The creation of Koreatown
In the early 1900s, Koreans gathered around downtown Los Angeles‘ Bunker Hill. This is because ethnic integration laws limit them to low-income, diverse areas. By the 1930s, Koreans had moved to Jefferson Boulevard between Western and Vermont Avenues. The second significant change occurred in the late 1960s. In the 1960s, as the African-American population grew in South Los Angeles, white middle-class Americans began to move to the central Wilshire area. The area to the north along Olympic Boulevard has changed from a predominantly white area to a predominantly Asian residential area. Now it has become the center of the Korean American population. However, different sources have defined other boundaries for Koreatown, the Korean American community. In 1980, the city was officially designated. Los Angeles, CA has embraced Koreatown as a neighborhood.
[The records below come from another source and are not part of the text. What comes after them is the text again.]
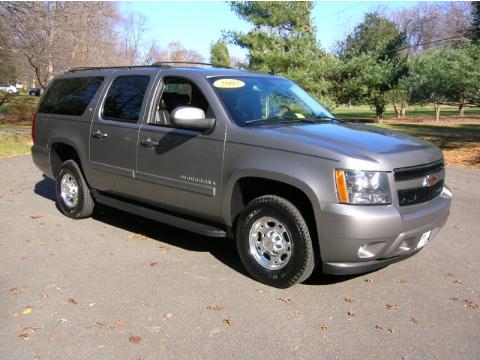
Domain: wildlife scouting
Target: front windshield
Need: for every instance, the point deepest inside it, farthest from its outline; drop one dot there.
(256, 101)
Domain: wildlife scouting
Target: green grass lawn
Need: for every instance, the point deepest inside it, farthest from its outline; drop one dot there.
(19, 109)
(14, 144)
(364, 112)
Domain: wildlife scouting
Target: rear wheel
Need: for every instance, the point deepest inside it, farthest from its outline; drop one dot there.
(274, 243)
(73, 195)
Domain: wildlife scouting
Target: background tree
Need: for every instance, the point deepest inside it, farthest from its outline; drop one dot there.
(475, 27)
(174, 51)
(431, 79)
(51, 37)
(219, 54)
(373, 62)
(283, 41)
(7, 61)
(428, 24)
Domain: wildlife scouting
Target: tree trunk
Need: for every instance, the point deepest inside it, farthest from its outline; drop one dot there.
(437, 113)
(397, 110)
(403, 110)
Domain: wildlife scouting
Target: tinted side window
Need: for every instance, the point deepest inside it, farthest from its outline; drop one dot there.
(70, 96)
(125, 97)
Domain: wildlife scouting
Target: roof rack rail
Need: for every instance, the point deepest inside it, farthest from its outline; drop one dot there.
(166, 64)
(110, 67)
(162, 63)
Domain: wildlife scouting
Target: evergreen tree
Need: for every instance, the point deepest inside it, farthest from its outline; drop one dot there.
(373, 62)
(283, 41)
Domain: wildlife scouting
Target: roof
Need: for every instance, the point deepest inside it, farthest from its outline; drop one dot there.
(198, 68)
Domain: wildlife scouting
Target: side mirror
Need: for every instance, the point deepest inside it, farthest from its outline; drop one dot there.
(191, 118)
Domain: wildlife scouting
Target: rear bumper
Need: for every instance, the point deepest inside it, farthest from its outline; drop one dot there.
(359, 239)
(41, 159)
(351, 268)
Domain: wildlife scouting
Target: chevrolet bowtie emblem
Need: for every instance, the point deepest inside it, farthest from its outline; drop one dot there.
(430, 180)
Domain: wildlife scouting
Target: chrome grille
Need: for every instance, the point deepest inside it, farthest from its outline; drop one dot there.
(412, 187)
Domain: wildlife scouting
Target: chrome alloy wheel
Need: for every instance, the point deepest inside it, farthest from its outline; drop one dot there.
(69, 190)
(270, 243)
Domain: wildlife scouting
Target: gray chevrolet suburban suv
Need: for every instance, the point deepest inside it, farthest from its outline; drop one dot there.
(230, 153)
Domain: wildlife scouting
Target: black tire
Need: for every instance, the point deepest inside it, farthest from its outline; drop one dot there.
(301, 263)
(84, 204)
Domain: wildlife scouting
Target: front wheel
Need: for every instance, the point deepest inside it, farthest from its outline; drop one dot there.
(274, 243)
(73, 195)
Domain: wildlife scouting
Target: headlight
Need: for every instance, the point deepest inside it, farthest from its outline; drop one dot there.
(362, 187)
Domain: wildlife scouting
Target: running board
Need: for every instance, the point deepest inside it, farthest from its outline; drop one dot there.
(185, 224)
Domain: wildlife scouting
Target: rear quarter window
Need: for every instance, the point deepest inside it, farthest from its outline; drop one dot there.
(70, 96)
(125, 97)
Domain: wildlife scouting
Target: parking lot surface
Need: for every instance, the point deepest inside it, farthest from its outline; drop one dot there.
(117, 286)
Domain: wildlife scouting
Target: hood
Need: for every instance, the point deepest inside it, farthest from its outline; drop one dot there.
(369, 147)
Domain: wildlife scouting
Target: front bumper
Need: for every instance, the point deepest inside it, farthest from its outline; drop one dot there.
(357, 239)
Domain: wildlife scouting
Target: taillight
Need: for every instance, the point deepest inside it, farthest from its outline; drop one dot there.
(34, 117)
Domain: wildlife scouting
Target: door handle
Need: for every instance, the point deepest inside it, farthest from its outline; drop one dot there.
(149, 142)
(99, 134)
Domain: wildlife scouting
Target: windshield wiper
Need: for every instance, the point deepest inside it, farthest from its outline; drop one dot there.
(253, 121)
(312, 120)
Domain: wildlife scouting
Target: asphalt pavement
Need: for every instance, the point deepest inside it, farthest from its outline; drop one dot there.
(117, 286)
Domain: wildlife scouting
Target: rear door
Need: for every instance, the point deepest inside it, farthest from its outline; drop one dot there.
(114, 131)
(176, 168)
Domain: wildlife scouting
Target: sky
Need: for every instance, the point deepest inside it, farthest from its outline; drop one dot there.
(197, 24)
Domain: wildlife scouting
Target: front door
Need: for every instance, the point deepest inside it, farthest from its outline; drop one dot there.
(114, 133)
(181, 169)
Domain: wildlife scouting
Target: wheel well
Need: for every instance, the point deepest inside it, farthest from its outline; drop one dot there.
(247, 189)
(59, 153)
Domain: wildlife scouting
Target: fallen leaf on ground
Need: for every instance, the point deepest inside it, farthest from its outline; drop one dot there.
(25, 334)
(470, 304)
(415, 321)
(213, 332)
(391, 306)
(27, 310)
(154, 329)
(296, 314)
(135, 339)
(118, 324)
(228, 321)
Official boundaries of Koreatown:
Vermont Avenue to the east, Western Avenue to the west, Third Street to the north, and Olympic Boulevard to the south. The commercial street about 3/4 mile from Western Avenue to Rosewood Avenue is also part of the Koreatown area. As of 2010, Los Angeles considered expanding Koreatown further west to include Wilshire Park and the Park Mile. The proposal was rejected, and the committee decided that the western boundary of Koreatown was Western Avenue. Koreatown Shopping Center, The Koreatown Shopping Center, is located along Olympic Boulevard. It is “generally bounded by Eighth Street on the north, Twelfth Street on the south, Western Avenue on the west, and continuing east toward Vermont Avenue,” according to the City, According to the Los Angeles Wilshire Community Plan.